Delaware Series LLC Statute

Delaware series LLC statute

The Delaware series LLC statute allows you to form multiple “sub-companies” (series) within one umbrella limited liability company, thus saving registration fees and annual entity taxes.

Registered series companies are considered a single entity, so only one annual Franchise Tax payment of $300 must be submitted to the state.

Legal Separation

Legally speaking, a series LLC allows for an unlimited number of “mini-LLCs” (series) under one master limited liability company (“master LLc”). Each series’ debts and liabilities remain separate and distinct from its counterparts or the assets owned by master LLc – thus protecting creditors of one series from being able to pursue assets belonging to other series or the master LLc for claims related to their conduct.

Each series can choose its tax structure: some opting to be taxed as partnerships, another as corporations and yet another choosing S Corporation status.

Recent changes to Delaware’s series LLC statute enable protected series to convert into registered series, and vice versa. However, each registered series incurs an additional filing fee; similarly its name must also stand out among all of the names registered with the Secretary of State as distinct from all of its domestic or qualified business entity competitors.

Asset Segregation

Delaware Series LLC statute offers the advantage of legally isolating assets, liabilities and profits associated with one “cell” from those belonging to other cells; this provides greater asset protection from creditors and litigation risks.

Concerns remain. Delaware does not establish clear tax standards for series LLCs, making it hard to know how federal income taxes will be treated for each cell within a Delaware series LLC. Furthermore, other states or foreign jurisdictions might treat them differently and whether they would respect legal separation granted by Delaware state statute.

Due to being relatively new, series LLCs may make it harder to locate accountants and business professionals familiar with this form of entity. There may also be annual franchise tax filing fees with Delaware state.

Creditor Protection

The Series LLC allows business owners to quickly form multiple ‘entity-like cells’ under a single umbrella without incurring additional state filing requirements. Separate bank accounts and an EIN number can be opened for every protected series or registered series registered under it.

Key characteristics of LLC series are that debts, liabilities and obligations of one series cannot be enforced against assets of any other series unless certain conditions are fulfilled: (1) distinct records must be kept for each series; (2) their LLC agreement specifies their establishment; (3) each series’ assets are separately accounted for from those belonging to other series; (4) notice of their limitation is included within their certificate of formation.

Legal separation and asset protection afforded by Delaware series LLCs provide businesses with a significant competitive edge over traditional legal entities, but it’s vital that a knowledgeable attorney review your operating agreement and other documents to make sure all its benefits can be realized.

Management Control

The series LLC structure allows you to keep separate records and contracts for each protected series while treating the entire entity as one business.

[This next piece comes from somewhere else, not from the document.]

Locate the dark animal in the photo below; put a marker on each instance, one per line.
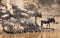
(47, 21)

However, legal regulations mandate maintaining separate assets, members, operations and so it would be hard for creditors or plaintiffs to “pierce the corporate veil.”

Delaware has long been known for its low filing costs, business-friendly court system, and innovative laws – factors which have contributed to its popularity among companies looking for effective asset separation and legal protections. This has given rise to series LLC formation in Delaware as a popular solution.

An additional advantage of maintaining a series LLC is reduced costs of maintaining individual LLCs. A series LLC with multiple registered series pays only one annual Registered Agent Fee and makes only one Franchise Tax payment each year regardless of how many protected series it contains – this cost savings can add up quickly!